AMIR ISSAA, IL MUSICISTA CHE USA IL RAP PER EDUCARE
Educazione Rap è il titolo del suo ultimo libro. Attraverso il rap le persone si raccontano. Di qui comincia il riscatto
03 Giugno 2021
Ciò che colpisce di Amir Issaa (questo il suo blog)classe 1978, nato e cresciuto nel quartiere romano di Tor Pignattara, è il suo eclettismo. Attratto dalla cultura hip hop degli anni Novanta, dopo un passato da breaker e uno da writer capisce che il rap è la sua strada. Nel 2012 riceve la nomination ai David di Donatello e al Nastro d’argento per la colonna sonora del film “Scialla (Stai sereno)”. Ma la sua vita non è fatta solo di musica. Collabora con importanti associazione attive nella capitale come Save the Children, Centro Astalli, Esercito della Salvezza e Comunità di Sant’Egidio. I suoi laboratori di scrittura per le scuole vogliono essere un trampolino di lancio per ragazze e ragazzi, che vogliono esprimere le proprie emozioni e capire qual è il proprio posto nel mondo. Messaggio contenuto nel suo ultimo libro, “Educazione rap”, edito da ADD Editore.
Amir, in che modo si può fare educazione rap? Un genere musicale “ribelle” come il rap può diventare uno strumento didattico?
«Perché tratta temi sociali, come l’attenzione per le persone in difficoltà, attraverso un mezzo espressivo abbastanza semplice costituito da rime e figure retoriche. Il rap main stream c’entra ben poco con quello statunitense. Quando è stato importato in Italia è stata data più attenzione alla lingua, che ai valori. Alcuni artisti sono figli di papà che pensano ai vestiti di marca e alle macchine potenti, cantando di droghe e sparatorie. Negli USA invece si racconta la vita vera».
In diverse interviste ha raccontato episodi di discriminazione razziale per via del colore della pelle, il nome e le condizioni sociali ed economiche. Come ha reagito?
«Ho trovato nel rap lo strumento per sfogare rabbia e frustrazione derivanti da una situazione familiare non facile. Come racconto nel mio primo libro, “Vivo per questo”, mio padre è stato in carcere e mia madre è stata costretta a fare il doppio lavoro. Mi sentivo giudicato dappertutto, tranne quando ero in compagnia dei rapper della scena romana. Oggi non competo più, ho un figlio ventenne, insegno nelle scuole e voglio portare la mia storia agli altri, affinché sia fonte di speranza».
Come si sviluppa il programma del suo corso?

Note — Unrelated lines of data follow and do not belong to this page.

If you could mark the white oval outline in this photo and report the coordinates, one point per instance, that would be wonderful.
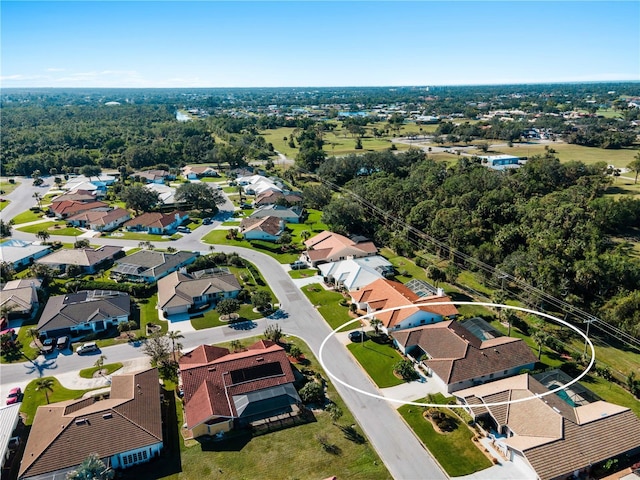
(484, 304)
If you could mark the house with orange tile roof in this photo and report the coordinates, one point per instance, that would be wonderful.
(549, 435)
(123, 430)
(332, 247)
(386, 294)
(223, 389)
(460, 359)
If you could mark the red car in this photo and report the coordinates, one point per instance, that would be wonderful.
(14, 396)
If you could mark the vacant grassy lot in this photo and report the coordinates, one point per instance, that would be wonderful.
(566, 152)
(455, 451)
(378, 360)
(33, 399)
(327, 303)
(292, 453)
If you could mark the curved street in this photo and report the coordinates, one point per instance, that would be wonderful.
(403, 454)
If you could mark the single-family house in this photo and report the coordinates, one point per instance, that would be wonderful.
(77, 314)
(20, 297)
(332, 247)
(181, 292)
(9, 419)
(90, 260)
(69, 208)
(271, 197)
(150, 266)
(354, 273)
(223, 389)
(267, 228)
(100, 220)
(166, 193)
(292, 214)
(155, 176)
(460, 359)
(123, 430)
(386, 294)
(76, 196)
(21, 253)
(258, 184)
(552, 436)
(192, 172)
(157, 223)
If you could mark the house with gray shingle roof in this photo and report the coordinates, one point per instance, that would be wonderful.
(123, 430)
(551, 436)
(459, 359)
(88, 259)
(150, 266)
(180, 292)
(84, 312)
(222, 389)
(20, 297)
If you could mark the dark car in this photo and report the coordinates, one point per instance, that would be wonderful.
(62, 343)
(357, 336)
(48, 345)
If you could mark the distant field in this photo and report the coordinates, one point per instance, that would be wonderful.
(566, 152)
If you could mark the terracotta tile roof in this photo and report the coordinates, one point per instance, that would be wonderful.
(208, 388)
(456, 355)
(383, 294)
(328, 245)
(64, 434)
(555, 438)
(154, 219)
(70, 207)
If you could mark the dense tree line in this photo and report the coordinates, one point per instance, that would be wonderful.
(547, 223)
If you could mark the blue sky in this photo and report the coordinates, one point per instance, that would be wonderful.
(330, 43)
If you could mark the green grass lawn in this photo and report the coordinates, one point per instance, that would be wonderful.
(292, 452)
(33, 399)
(27, 216)
(327, 303)
(109, 367)
(455, 451)
(7, 187)
(378, 360)
(54, 228)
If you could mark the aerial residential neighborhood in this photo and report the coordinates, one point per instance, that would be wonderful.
(209, 270)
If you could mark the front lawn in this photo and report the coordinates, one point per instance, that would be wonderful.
(378, 360)
(32, 399)
(455, 451)
(327, 303)
(291, 452)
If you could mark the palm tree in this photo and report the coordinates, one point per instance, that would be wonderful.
(43, 235)
(45, 384)
(173, 336)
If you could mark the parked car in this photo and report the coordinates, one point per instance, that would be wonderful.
(87, 348)
(15, 394)
(62, 343)
(48, 345)
(357, 336)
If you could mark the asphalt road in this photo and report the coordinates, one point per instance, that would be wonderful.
(395, 442)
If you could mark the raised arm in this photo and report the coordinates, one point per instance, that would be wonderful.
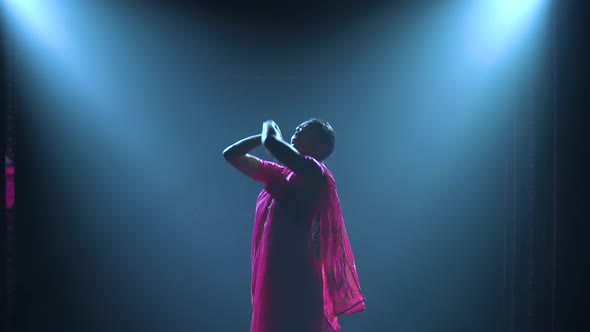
(237, 155)
(285, 153)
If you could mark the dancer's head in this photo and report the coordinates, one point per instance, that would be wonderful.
(314, 138)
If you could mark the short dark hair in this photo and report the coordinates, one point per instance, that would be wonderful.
(325, 135)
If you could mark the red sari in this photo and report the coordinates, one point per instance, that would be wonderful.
(300, 282)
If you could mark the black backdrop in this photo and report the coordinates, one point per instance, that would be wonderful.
(545, 286)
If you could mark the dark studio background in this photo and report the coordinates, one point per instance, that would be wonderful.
(465, 198)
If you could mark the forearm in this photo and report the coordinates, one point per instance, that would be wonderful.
(242, 147)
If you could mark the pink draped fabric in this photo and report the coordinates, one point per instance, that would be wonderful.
(293, 289)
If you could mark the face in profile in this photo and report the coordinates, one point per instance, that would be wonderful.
(304, 139)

«Parto dalle filastrocche, facendo notare che messe su un beat assomigliano incredibilmente a un pezzo rap. Mi concentro soprattutto sulla parola, meno sulla musica, troppo spesso legata a distrazioni come l’abbigliamento e i videoclip. Vi stupireste sentire cosa possono creare bambini piccoli e anziani: tutti hanno voglia di raccontarsi».
Eppure in molte canzoni i suoi colleghi utilizzano espressioni razziste, omofobe e sessiste.
«Il rap italiano nasce nei centri sociali ed è subito stato identificato come un qualcosa di progressista. Non sono d’accordo. Al pari di mezzi espressivi come il cinema e il teatro, il rap non è partitico: un rapper di destra farà testi di destra, uno di sinistra farà testi di sinistra».
Parliamo di un genere non proprio politicamente corretto.
«Questa è una generalizzazione dovuta alla cattiva informazione, sempre alla ricerca della battuta transfobica che fa più notizia. Non tutti siamo così. Il linguaggio descrive chi lo parla. Io sono per la libertà di espressione e invito i colleghi ad assumersi le responsabilità di quanto cantano. Il sottobosco è meglio dei talenti imbottiti di marketing. Senza contare che nella nuova generazione si sta diffondendo una maggiore sensibilità per i valori della cultura LGBTQ».
Altra critica rivolta al rap è la capacità di generare uno spirito di emulazione verso modelli negativi.
«A chi avanza questa obiezione mi sento di rivolgere una domanda: perché gli adolescenti non scelgono come modelli il proprio padre o la propria madre? E lo dico da genitore separato, che ha cresciuto da solo il proprio figlio. Bisogna essere presenti nella vita dei più piccoli e capire quali cose stanno modellando il loro immaginario. Molto più difficile, rispetto ad aprirgli un canale Youtube e lasciarlo navigare su Internet senza lo spirito critico necessario a discernere la qualità dei contenuti. È come se si incolpasse il videogioco Grand Theft Auto se un minorenne uccide un essere umano».